L’ipotesi è al vaglio dei carabinieri, che non escludono ancora alcun altra pista. Il parroco di Miano, don Salvatore: “Lorenzo un giovane vivace e lavoratore”
Lorenzo Spasiano, 21 anni, ucciso a Miano, quartiere di Napoli
Lorenzo Spasiano, 21 anni, ucciso a Miano, quartiere di Napoli

Si indaga sulla morte di Lorenzo Spasiano, il ventunenne ammazzato con un colpo d'arma da fuoco al torace questa notte sotto casa sua, nel quartiere di Miano, zona nord di Napoli. Tra le ipotesi al vaglio degli inquirenti ce n'è anche una particolarmente agghiacciante: ovvero, quella di una vendetta scaturita dopo una lite durante una partita di calcetto. L'ennesimo omicidio per futili motivi che vede vittima un giovanissimo, dunque.

Spasiano, da quanto si apprende, non era neanche lontanamente vicino ad ambienti criminali. «Notizia che ci scuote», è il commento di don Salvatore Cinque, parroco della Chiesa dei Santi Alfonso Maria dei Liguori e San Gerardo, che si trova a poca distanza dall'abitazione della vittima, «era un ragazzo che lavorava, non credo appartenesse alla malavita. Certo è che siamo all'interno di una spirale di violenza. Dobbiamo puntare sull'educazione e la crescita e creare dei poli educativi all'interno del quartiere. Lorenzo era un ragazzo vivace», ha aggiunto il prelato, «ma non da collegarlo alla malavita, non credo».

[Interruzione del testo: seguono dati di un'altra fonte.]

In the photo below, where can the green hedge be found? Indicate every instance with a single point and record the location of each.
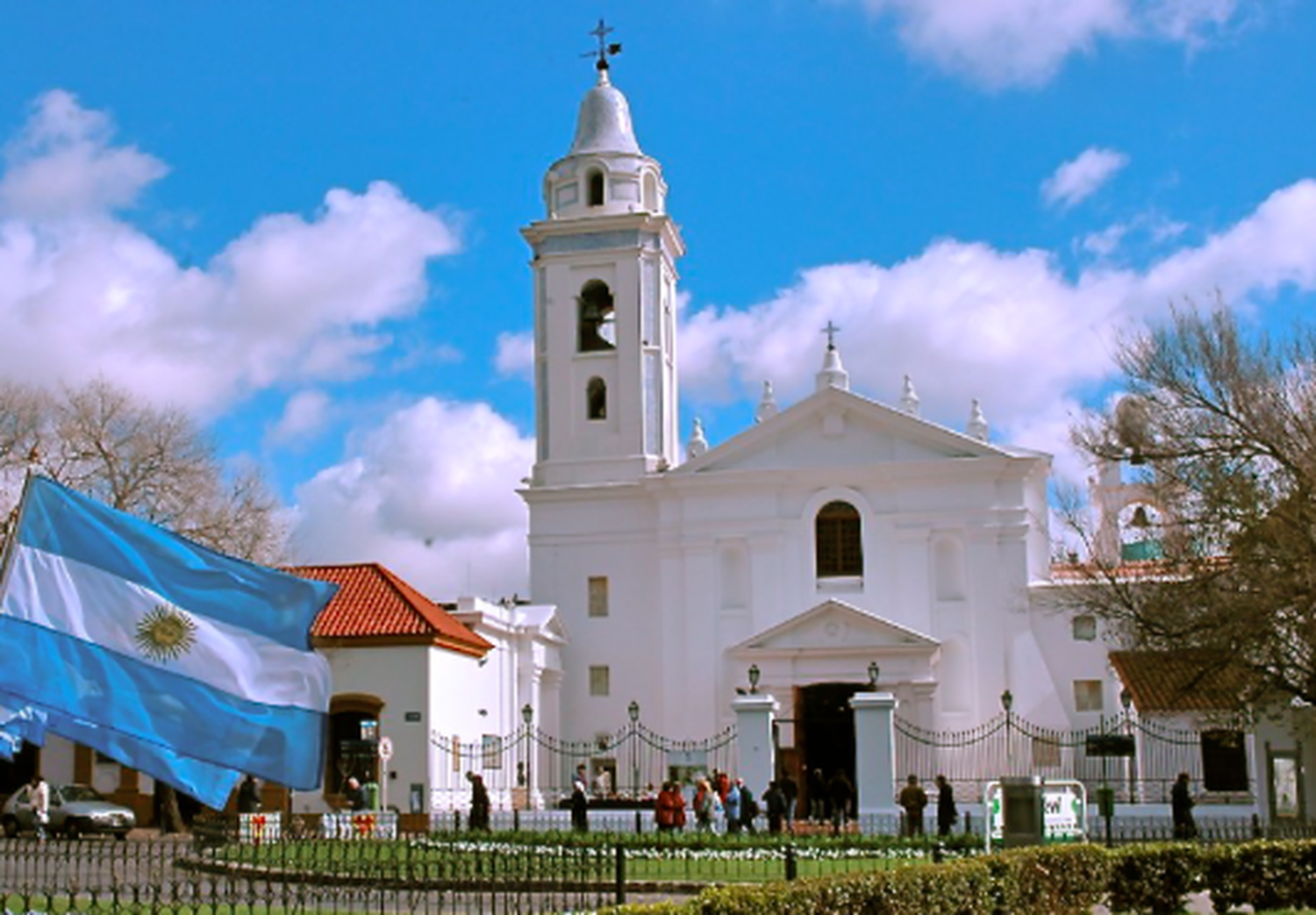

La madre ha sentito gli spari e il grido del figlio

I carabinieri mantengono il massimo riserbo sulle indagini: da quanto ricostruito finora, il giovane era sotto casa sua in via Caprera quando attorno alla mezzanotte una persona gli si sarebbe avvicinata e, da distanza ravvicinata, avrebbe aperto il fuoco contro di lui all'altezza del torace. Un solo colpo, fatale per il 21enne di Miano: nonostante la corsa in ospedale al Cardarelli di Napoli, infatti, il giovane si è spento. A quanto si apprende, la madre del giovane avrebbe sentito gli spari e poi il grido del figlio: scesa in strada, ha visto il giovane per terra e avrebbe chiamato i soccorsi.

Il quartiere di Miano si è ammutolito appresa la notizia: Lorenzo era conosciuto come un giovane lavoratore con la testa sul collo, senza alcuna ombra su di lui. La sua morte ha gettato nello sconforto l'intera comunità. Al momento l'ipotesi della vendetta dopo una lite scaturita da una partita di calcetto è ancora al vaglio dei carabinieri, che non escludono comunque alcuna altra pista.